Volunteers

Volunteers make the event easier to run and better for everyone in the room. They’re also hard to find at first. Design your meetup so you can run it alone, because for a while, you probably will.

What volunteers do

Before the event, a single person can help with several things: social media posts, scouting speakers, reaching out to potential sponsors. RubyMX has one dedicated person who handles social media and a small group of rotating volunteers who also help find speakers and sponsors between events.

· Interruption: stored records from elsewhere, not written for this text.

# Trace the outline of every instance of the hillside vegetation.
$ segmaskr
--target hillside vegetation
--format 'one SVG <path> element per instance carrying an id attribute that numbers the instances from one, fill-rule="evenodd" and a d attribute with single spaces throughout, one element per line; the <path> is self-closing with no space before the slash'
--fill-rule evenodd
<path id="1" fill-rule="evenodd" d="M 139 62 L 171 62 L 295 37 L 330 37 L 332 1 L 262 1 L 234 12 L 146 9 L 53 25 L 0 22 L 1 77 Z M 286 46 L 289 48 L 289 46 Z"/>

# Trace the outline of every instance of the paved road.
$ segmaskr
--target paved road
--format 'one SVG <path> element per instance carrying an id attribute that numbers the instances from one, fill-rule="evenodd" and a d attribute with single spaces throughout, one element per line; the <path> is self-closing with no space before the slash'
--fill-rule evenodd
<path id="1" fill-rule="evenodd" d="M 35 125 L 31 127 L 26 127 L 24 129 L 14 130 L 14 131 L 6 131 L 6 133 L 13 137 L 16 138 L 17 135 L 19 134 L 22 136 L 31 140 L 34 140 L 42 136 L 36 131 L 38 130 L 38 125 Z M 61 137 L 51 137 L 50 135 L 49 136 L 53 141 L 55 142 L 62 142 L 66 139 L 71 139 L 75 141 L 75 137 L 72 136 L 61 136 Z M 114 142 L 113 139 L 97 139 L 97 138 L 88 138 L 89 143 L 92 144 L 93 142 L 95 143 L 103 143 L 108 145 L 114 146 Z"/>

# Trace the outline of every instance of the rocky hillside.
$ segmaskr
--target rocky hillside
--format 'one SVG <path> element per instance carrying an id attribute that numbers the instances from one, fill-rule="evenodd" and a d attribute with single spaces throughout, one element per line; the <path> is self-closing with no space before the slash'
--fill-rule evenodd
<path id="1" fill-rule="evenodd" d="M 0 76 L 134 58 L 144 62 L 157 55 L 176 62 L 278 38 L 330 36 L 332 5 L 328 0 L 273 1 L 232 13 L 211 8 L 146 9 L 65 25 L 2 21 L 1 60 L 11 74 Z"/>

On the day of the event, roles split more clearly:

  • Registration: someone at the door checking in attendees while the rest of the team sets up
  • Tech setup: getting slides and streaming running before doors open
  • Host: the person running the event, introducing speakers, keeping time
  • Floor support: welcoming late arrivals, answering questions, keeping the room running smoothly

Three people is a good number for the day. It’s enough to cover the basics without the coordination overhead of a larger group.

Finding volunteers

Ask at the end of every event. A brief mention, that you’re looking for people to help and what that involves, is enough. Some attendees are already thinking about it.

It may take a while before anyone steps up. That’s normal. Keep asking.

What they get

Swag, if you have it, is a small way to say thank you, but nobody volunteers at a community meetup for swag. They do it because they believe in what the meetup is for. Acknowledge that. Thank them publicly, by name, at the event and in your posts. That matters more than any physical reward.